Catalog Updates & Must-Have Datasets With Community Catalog Release 2.8.0
Think 490 TB, 2500+ datasets, 600 thousand plus visits per month. Release 2.8.0 comes with a completely new rewrite of the look and feel of the community catalog and some must have datasets.
Release 2.8.0 🚀 starts with a focus on the rewrite of the community catalog 📚 which was based on a lot of user feedback 🗣️, some great discussion around how to allow for better navigation 🧭 and easier user flow 💨 as the catalog grows further. We didn’t forget the datasets 📊 and this release came with a few interesting 👀 and some must have datasets being added to the community catalog. We achieved some milestones with over 2500+ datasets 📁 and expanded to about 490+TB of data.
You can read about the improved new community catalog look and feel in our earlier post or just head over to the catalog page.
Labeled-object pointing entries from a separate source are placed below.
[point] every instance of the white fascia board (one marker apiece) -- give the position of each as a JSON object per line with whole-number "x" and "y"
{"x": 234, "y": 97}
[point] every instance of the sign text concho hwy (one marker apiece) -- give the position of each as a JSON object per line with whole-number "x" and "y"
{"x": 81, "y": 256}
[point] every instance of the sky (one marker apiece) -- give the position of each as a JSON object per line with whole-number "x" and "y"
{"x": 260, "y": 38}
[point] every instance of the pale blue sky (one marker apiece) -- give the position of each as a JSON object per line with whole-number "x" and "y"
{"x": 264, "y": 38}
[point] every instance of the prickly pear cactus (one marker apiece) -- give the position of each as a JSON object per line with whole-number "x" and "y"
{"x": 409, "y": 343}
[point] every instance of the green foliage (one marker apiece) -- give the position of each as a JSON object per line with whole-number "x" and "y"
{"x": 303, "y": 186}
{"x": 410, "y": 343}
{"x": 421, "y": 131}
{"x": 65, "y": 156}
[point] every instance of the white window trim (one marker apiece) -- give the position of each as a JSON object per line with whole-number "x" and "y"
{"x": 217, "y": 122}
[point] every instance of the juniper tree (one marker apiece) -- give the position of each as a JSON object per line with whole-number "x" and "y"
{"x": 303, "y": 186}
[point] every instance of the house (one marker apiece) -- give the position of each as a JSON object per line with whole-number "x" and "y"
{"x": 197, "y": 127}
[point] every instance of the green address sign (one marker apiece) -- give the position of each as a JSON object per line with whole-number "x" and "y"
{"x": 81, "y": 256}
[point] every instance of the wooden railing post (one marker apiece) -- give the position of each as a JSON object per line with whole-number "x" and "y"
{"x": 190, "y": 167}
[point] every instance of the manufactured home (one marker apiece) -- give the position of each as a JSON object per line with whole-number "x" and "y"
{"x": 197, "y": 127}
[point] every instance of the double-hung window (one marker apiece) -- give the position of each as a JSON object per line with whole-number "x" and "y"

This blog focuses on some of the key datasets that were added to enrich the scope and variety of datasets present.
Global Mangrove Canopy Height Maps (12m)
The Global Mangrove Canopy Height Maps dataset offers high-resolution global mangrove canopy height maps for 2015, with a 12-meter resolution. The canopy height estimates were derived from TanDEM-X digital surface models, calibrated and validated using GEDI Lidar data. Covering a circum-equatorial band between 34°N and 39°S latitude, the dataset spans the majority of the world's mangrove ecosystems. It includes 1,443 GeoTIFF files, each representing a 1° by 1° tile, with filenames indicating the latitude and longitude of the tile's southwest corner.
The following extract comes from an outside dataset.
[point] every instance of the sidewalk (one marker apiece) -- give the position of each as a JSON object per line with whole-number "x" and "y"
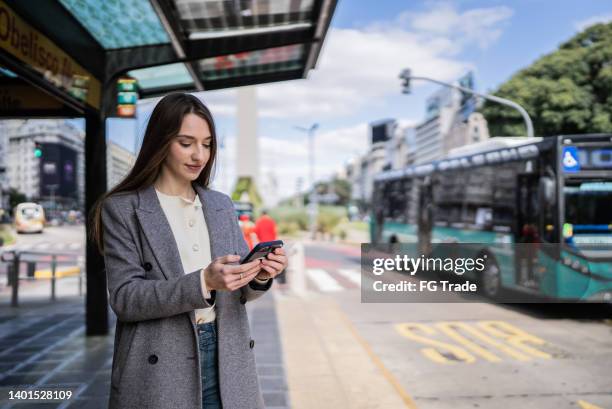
{"x": 308, "y": 353}
{"x": 328, "y": 364}
{"x": 43, "y": 343}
These canopy height maps are invaluable for studying local-scale geophysical and environmental conditions that influence forest structure and carbon cycle dynamics in mangrove ecosystems. The data, sourced from the German Aerospace Agency’s TanDEM-X mission, the Global Mangrove Watch map, and GEDI Lidar data, provides critical insights for researchers and conservationists.
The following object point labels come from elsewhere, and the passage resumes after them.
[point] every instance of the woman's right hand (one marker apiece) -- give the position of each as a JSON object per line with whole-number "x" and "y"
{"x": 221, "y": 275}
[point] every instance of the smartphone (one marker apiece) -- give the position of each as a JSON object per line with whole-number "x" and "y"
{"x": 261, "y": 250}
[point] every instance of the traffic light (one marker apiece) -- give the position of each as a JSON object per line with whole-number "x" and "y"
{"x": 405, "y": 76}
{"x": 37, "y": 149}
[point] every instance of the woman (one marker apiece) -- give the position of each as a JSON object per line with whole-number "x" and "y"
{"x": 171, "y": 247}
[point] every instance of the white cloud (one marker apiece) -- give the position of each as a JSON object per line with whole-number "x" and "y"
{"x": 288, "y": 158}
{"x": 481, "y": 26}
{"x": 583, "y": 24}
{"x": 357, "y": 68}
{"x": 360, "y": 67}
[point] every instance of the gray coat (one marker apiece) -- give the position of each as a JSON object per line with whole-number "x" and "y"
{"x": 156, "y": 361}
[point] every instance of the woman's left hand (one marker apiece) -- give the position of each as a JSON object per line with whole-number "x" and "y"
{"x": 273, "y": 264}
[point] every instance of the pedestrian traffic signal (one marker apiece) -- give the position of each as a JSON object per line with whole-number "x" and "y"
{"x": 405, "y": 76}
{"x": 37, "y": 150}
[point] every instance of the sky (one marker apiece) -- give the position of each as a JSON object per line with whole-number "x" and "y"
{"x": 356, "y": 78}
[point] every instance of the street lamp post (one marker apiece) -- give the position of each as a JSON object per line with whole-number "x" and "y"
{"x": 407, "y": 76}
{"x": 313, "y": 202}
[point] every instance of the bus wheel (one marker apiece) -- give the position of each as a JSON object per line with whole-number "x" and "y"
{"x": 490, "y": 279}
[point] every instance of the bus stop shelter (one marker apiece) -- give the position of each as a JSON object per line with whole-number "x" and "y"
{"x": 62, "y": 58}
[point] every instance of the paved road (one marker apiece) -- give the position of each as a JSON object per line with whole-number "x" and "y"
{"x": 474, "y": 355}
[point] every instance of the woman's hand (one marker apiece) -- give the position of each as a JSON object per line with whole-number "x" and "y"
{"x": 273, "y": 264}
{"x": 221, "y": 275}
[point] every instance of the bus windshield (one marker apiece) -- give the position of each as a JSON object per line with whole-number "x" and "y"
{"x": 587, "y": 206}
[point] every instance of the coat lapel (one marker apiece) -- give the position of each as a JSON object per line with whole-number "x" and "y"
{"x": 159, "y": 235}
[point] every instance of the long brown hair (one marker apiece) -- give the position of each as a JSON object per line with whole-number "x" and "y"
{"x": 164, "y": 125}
Global 30 m Wetland Map with a Fine Classification System (2000-2022)
The Global 30 m Wetland Map with a Fine Classification System (GWL_FCS30) dataset is a high-resolution global wetland map that offers detailed insights into wetland ecosystems across the world. With a 30-meter spatial resolution, this dataset spans from 2000 to 2022 and classifies wetlands into eight distinct subcategories, including both coastal tidal and inland wetlands. The classification system distinguishes among types such as mangroves, salt marshes, tidal flats, permanent water, swamps, marshes, flooded flats, and saline wetlands. This detailed categorization is crucial for understanding the diverse ecological functions and management needs of various wetland types.
The dataset utilizes Landsat reflectance data, Sentinel-1 SAR imagery, and a stratified classification strategy with local adaptive random forest models to ensure high precision at a global scale. The resulting data, presented in square kilometers, serves as a valuable resource for ecological research, wetland management, and conservation efforts, providing a comprehensive view of wetland distribution and changes over the past two decades. Developed using an innovative approach that integrates automatic sample extraction from existing global wetland products with multi-temporal satellite imagery, GWL_FCS30 captures the complex dynamics of wetland environments.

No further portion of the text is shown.